Link Friday: Digital History, Fred Shuttlesworth

2011 October 7
by Ellen Noonan

Writing History in a Digital Age is an attempt to create an entirely “born digital” collection of historical writing, using open source methods and tools to create a volume of essays about how digital media is changing the way historians do what they do. Conceived and edited by Jack Dougherty and Kristen Nawrotzki, it’s an admirable attempt to push the historical profession forward into a new age of writing, evaluating, and publishing scholarly work. (And in that respect it reminds me of Roy Rosenzweig’s long ago experimental “hypertext issue” of the American Quarterly.) It’s open now through November 14th for peer review from any and all comers, so stop by to read and comment on some of the essays (maybe even the one penned by yours truly, “Building a Better Textbook”).

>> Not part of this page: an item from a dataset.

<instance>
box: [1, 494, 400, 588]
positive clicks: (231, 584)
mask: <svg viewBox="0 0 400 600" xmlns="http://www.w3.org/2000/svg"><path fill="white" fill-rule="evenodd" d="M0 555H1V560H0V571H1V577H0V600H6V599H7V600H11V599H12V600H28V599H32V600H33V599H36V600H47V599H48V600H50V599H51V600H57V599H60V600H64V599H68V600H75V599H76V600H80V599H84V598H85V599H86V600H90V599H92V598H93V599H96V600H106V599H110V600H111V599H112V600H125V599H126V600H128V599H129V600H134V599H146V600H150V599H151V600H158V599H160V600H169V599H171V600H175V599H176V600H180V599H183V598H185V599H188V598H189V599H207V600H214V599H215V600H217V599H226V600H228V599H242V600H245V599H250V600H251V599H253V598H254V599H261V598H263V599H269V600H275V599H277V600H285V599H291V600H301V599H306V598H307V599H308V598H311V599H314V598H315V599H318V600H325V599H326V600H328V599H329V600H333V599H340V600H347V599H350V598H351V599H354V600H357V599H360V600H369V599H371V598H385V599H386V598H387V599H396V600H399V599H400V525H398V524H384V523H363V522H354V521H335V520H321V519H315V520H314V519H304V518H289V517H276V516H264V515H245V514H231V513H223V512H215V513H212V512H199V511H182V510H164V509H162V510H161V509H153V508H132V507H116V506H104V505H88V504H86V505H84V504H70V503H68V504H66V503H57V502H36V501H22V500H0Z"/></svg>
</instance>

Fred Shuttlesworth standing in front of his Birmingham, Alabama home, which had been firebombed in response to his civil rights activism

 

Rev. Fred L. Shuttlesworth, a giant of the civil rights movement, died on Wednesday.  He was a key figure in the Birmingham, Alabama public protest campaign and the Southern Christian Leadership Conference, and he describes those years in absolutely riveting interviews in the Eyes on the Prize documentary. To see what he and so many others were fighting against, check out these examples of the city’s segregation ordinances on HERB.